Financial & AI Glossary
Modern quantitative finance sits at the intersection of three worlds: traditional finance, machine learning, and data engineering. Each speaks its own language. A quant may never have written an embedding; an ML engineer may not know an accrual from a regime. This glossary closes that gap.
Every entry is plain-English first, then grounded in how VectorFin actually surfaces the concept: which API endpoint returns it, which Iceberg column it lands in, how it behaves under point-in-time queries. These are not abstract textbook definitions; they describe the data you get when you pull from the platform. Pick a term from the list on the left.
What it covers
ML & AI
Embeddings, vector similarity, dense retrieval, and Retrieval-Augmented Generation: the machinery that turns unstructured filings and earnings calls into model-ready vectors and grounds LLM answers in citable source text.
Quant finance
The accounting-based scores VectorFin computes weekly: the Piotroski F-Score, Altman Z-Score, Beneish M-Score, and Sloan accrual, plus HMM market-regime detection.

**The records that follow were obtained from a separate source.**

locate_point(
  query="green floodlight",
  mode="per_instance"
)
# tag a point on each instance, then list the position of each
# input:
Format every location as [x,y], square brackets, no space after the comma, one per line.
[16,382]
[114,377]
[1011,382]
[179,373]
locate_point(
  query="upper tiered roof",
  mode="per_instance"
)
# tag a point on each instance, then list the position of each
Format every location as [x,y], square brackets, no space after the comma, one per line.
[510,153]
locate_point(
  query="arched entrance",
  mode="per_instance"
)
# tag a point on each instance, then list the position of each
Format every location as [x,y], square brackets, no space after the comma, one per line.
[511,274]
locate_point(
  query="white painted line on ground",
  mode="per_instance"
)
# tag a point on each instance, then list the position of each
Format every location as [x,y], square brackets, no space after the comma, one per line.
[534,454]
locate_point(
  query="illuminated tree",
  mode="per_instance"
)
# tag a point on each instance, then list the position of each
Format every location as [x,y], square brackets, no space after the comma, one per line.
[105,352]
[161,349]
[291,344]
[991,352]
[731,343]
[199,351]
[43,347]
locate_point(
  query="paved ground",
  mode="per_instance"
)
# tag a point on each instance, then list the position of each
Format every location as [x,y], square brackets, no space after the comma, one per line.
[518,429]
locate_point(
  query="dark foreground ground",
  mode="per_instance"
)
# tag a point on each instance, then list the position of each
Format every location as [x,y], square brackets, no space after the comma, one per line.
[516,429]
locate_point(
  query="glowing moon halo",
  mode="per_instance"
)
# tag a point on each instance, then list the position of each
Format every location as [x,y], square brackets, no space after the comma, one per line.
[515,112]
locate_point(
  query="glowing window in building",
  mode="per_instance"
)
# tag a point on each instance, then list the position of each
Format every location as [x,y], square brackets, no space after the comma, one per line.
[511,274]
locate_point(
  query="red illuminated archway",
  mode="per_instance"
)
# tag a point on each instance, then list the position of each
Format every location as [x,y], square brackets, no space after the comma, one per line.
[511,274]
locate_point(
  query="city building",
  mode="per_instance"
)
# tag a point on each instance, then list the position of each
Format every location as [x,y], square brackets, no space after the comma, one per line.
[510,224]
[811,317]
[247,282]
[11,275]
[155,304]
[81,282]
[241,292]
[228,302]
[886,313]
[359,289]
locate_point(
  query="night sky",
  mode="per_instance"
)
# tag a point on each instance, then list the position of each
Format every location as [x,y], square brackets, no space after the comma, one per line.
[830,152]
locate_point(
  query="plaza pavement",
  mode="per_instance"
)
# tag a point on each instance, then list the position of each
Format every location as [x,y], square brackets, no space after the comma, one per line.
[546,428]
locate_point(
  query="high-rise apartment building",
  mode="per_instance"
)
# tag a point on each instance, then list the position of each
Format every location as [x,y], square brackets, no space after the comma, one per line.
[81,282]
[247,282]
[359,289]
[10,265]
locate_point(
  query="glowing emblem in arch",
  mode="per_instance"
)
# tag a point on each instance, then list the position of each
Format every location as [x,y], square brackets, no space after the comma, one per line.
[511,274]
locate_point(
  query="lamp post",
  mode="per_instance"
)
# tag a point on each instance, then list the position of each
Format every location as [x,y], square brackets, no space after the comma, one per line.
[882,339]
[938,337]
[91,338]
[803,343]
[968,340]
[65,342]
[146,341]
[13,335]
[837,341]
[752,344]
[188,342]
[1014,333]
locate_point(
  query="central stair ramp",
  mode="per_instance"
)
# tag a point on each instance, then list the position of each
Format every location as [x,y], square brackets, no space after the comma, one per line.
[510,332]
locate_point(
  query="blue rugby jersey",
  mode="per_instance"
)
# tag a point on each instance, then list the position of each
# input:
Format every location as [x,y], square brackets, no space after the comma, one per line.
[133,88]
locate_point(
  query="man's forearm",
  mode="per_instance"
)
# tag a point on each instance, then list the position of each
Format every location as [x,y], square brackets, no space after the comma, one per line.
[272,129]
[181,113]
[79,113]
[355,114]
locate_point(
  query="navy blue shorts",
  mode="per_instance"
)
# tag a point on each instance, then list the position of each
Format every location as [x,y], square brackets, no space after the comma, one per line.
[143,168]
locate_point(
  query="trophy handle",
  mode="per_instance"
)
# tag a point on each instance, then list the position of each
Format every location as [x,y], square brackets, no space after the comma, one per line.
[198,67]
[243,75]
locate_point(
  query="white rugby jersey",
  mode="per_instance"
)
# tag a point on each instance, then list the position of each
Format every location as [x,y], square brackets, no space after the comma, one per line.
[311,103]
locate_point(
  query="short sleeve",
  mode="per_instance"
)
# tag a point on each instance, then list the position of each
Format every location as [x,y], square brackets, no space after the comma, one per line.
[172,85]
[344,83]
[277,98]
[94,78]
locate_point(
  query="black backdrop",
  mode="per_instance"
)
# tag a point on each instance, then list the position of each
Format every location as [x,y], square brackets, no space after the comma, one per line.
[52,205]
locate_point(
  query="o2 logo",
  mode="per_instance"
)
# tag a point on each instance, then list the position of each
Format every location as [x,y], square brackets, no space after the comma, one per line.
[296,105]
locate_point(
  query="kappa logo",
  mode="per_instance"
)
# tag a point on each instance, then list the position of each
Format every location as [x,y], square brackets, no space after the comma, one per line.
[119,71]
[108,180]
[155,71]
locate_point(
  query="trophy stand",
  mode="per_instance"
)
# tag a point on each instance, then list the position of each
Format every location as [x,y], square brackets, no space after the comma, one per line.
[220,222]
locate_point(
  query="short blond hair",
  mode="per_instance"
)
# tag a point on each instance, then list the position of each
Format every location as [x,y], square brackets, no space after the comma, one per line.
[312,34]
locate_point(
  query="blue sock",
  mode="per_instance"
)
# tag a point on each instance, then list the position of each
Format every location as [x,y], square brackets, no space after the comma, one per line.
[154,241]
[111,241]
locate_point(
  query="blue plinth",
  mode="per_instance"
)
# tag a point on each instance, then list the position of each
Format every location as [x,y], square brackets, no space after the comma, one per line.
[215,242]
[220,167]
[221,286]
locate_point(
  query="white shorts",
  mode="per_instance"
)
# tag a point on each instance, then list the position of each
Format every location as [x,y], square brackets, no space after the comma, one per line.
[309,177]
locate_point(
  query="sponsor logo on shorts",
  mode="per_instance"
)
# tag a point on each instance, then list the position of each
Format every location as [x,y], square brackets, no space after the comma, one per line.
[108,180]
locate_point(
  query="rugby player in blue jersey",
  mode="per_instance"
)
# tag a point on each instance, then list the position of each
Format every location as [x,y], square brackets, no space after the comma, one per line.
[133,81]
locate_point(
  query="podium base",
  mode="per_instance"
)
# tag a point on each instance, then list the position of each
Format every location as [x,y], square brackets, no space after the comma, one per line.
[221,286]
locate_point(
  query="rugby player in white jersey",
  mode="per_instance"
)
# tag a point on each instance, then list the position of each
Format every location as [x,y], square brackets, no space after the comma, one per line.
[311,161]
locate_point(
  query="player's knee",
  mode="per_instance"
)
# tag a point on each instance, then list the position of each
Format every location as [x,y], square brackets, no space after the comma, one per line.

Each maps to a typed column in the signals table.
Data engineering
How the data is stored and served: Apache Iceberg tables on GCS, the Apache Polaris REST catalog that vends credentials to BigQuery and Snowflake, and the bitemporal model (effective and knowledge timestamps) that makes point-in-time queries safe for backtests.
Finance & NLP
The source material itself: earnings-call transcripts, fiscal periods, and the semantic-search patterns used to query embeddings of them.
How to read an entry
Each term opens with a one-line definition, then a plain-English explanation, a technical definition where it helps, and a “How VectorFin uses this” section tying the concept to real tables, columns, and endpoints. Related terms link across domains, so you can follow a thread from an embedding to cosine similarity to the RAG pipeline that consumes both.